Single crystals of CaF2 are grown using the Stockbarger technique, which is familiar to those skilled in the art. They are the material of choice as optical element blanks for preparing UV (xcex less than 250 nm) optical lithography element lenses used in microlithography at 157 and 193 nm, as these lenses must have a below 200 nm high transmission, good laser resistance, low birefringence, and exhibit minimal fluorescence. These crystals must be prepared in the absence of water, air, and all sources of oxygen. This is well known to those skilled in the art. These single crystals are usually prepared in the presence of a fluoridating agent. PbF2 is the most commonly used fluorinating agent, as it is relatively easy to handle, is solid at room temperature, and has a high vapor pressure at the melting point of CaF2. Its reaction with CaO generates PbO, which is subsequently eliminated.
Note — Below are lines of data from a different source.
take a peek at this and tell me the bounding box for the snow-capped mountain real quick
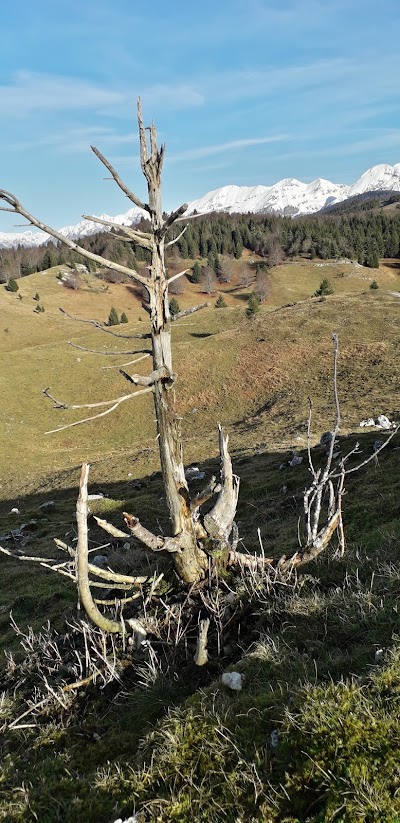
[184,178,349,217]
[185,163,400,217]
[0,206,146,250]
[347,163,400,197]
[1,163,400,249]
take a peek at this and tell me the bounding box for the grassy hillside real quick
[1,258,400,821]
[1,256,399,498]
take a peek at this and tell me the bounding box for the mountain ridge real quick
[1,162,400,250]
The process for growing large crystals of CaF2 (or any other alkali-metal or alkaline-earth metal fluoride) that are relatively free of defects typically lasts several weeks, particularly for high optical quality optical fluoride single crystals and below 200 nm optical lithography element fluoride single crystal blanks. The cost of the equipment as well as the staging of the crystal-growth process is significant and there is no guarantee of having a successful result at the end of the growth process. There has therefore long been a concerted effort to augment the yield of this crystal-growth process.
The problem of optimizing the mass of raw material feedstock introduced into the growth furnace with respect to the volume of said furnace has been faced. In practice, highpurity synthetic CaF2 is used as the raw material. This powder typically has an apparent density of only ca. 1.1 g/cm3, whereas the crystals produced have an apparent density close to the theoretical density, i.e. 3.18 g/cm3. Thus if synthetic powder is used directly as the raw material, ⅔ of the volume of the crystal-growth furnace is not used, or at least, not used efficiently. This same problem exists for all of the fluorides, as the crystals grown are denser than the raw material used.
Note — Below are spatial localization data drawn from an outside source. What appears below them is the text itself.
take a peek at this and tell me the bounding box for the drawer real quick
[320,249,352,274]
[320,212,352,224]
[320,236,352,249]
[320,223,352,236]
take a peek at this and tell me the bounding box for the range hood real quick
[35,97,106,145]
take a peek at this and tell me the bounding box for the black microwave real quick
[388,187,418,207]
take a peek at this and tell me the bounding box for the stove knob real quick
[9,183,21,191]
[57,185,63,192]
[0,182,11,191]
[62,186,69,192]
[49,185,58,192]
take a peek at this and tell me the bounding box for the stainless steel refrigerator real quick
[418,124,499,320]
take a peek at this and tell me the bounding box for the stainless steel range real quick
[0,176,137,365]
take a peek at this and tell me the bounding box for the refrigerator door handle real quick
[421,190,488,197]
An attempt has therefore been made to increase the density of said raw material before proceeding with the crystal-growth process. Increasing the density of the powder of a mineral salt typically entails its fusion and/or compression.
In the present case:
Compression is not a desirable solution: it requires special equipment, it is liable to introduce impurities, and the compressed masses produced can not be placed in intimate contact with a fluorinating agent before the start of and during the crystal-growth process. In any case, compression alone does not result in material having near theoretical density.
Nor is fusion a satisfactory technique: the products obtained from this process must be ground and grinding invariably affects the purity of the product.
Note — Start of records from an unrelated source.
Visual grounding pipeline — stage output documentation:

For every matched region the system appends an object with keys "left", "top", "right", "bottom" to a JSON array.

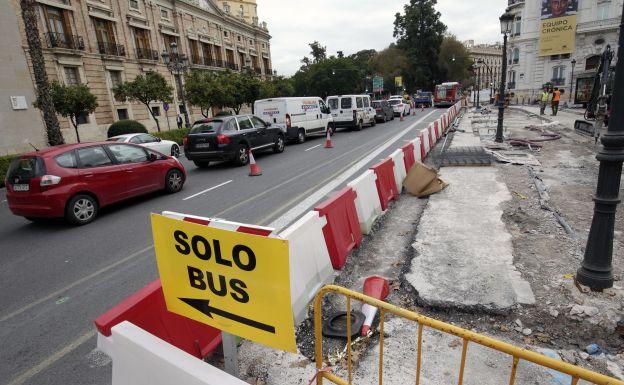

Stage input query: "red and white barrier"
[
  {"left": 347, "top": 170, "right": 383, "bottom": 235},
  {"left": 162, "top": 211, "right": 274, "bottom": 236},
  {"left": 389, "top": 149, "right": 406, "bottom": 192},
  {"left": 279, "top": 211, "right": 334, "bottom": 323},
  {"left": 411, "top": 137, "right": 422, "bottom": 162},
  {"left": 421, "top": 128, "right": 431, "bottom": 155},
  {"left": 109, "top": 321, "right": 246, "bottom": 385}
]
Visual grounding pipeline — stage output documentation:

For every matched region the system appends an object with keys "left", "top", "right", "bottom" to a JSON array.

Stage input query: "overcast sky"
[{"left": 257, "top": 0, "right": 508, "bottom": 76}]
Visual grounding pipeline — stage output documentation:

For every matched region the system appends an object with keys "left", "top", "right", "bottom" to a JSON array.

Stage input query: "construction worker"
[
  {"left": 540, "top": 88, "right": 549, "bottom": 115},
  {"left": 551, "top": 87, "right": 561, "bottom": 116}
]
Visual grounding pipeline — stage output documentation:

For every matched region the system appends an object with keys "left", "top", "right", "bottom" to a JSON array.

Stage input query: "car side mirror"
[
  {"left": 149, "top": 153, "right": 158, "bottom": 162},
  {"left": 156, "top": 137, "right": 162, "bottom": 142},
  {"left": 266, "top": 122, "right": 272, "bottom": 127}
]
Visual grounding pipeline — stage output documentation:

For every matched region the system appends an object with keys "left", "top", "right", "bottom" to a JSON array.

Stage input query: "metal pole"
[
  {"left": 177, "top": 73, "right": 190, "bottom": 128},
  {"left": 576, "top": 9, "right": 624, "bottom": 289},
  {"left": 569, "top": 61, "right": 576, "bottom": 103},
  {"left": 476, "top": 67, "right": 481, "bottom": 108},
  {"left": 495, "top": 32, "right": 508, "bottom": 143}
]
Confronted with this technical problem, namely the optimization of the volume occupied by the raw material in the crystal-growth furnace and more generally, the optimization of the crystal growth process of alkali-metal and alkaline-earth metal fluorides, the inventors developed the original treatment process disclosed herein of said fluorides. Fluorides prepared by this method can be used for crystal growth in an optimized crystal-growth process.
The inventors propose an original procedure for increasing the density of the said fluorides. An advantageous variation of this original process assures both the densification and purification of these fluoride salts.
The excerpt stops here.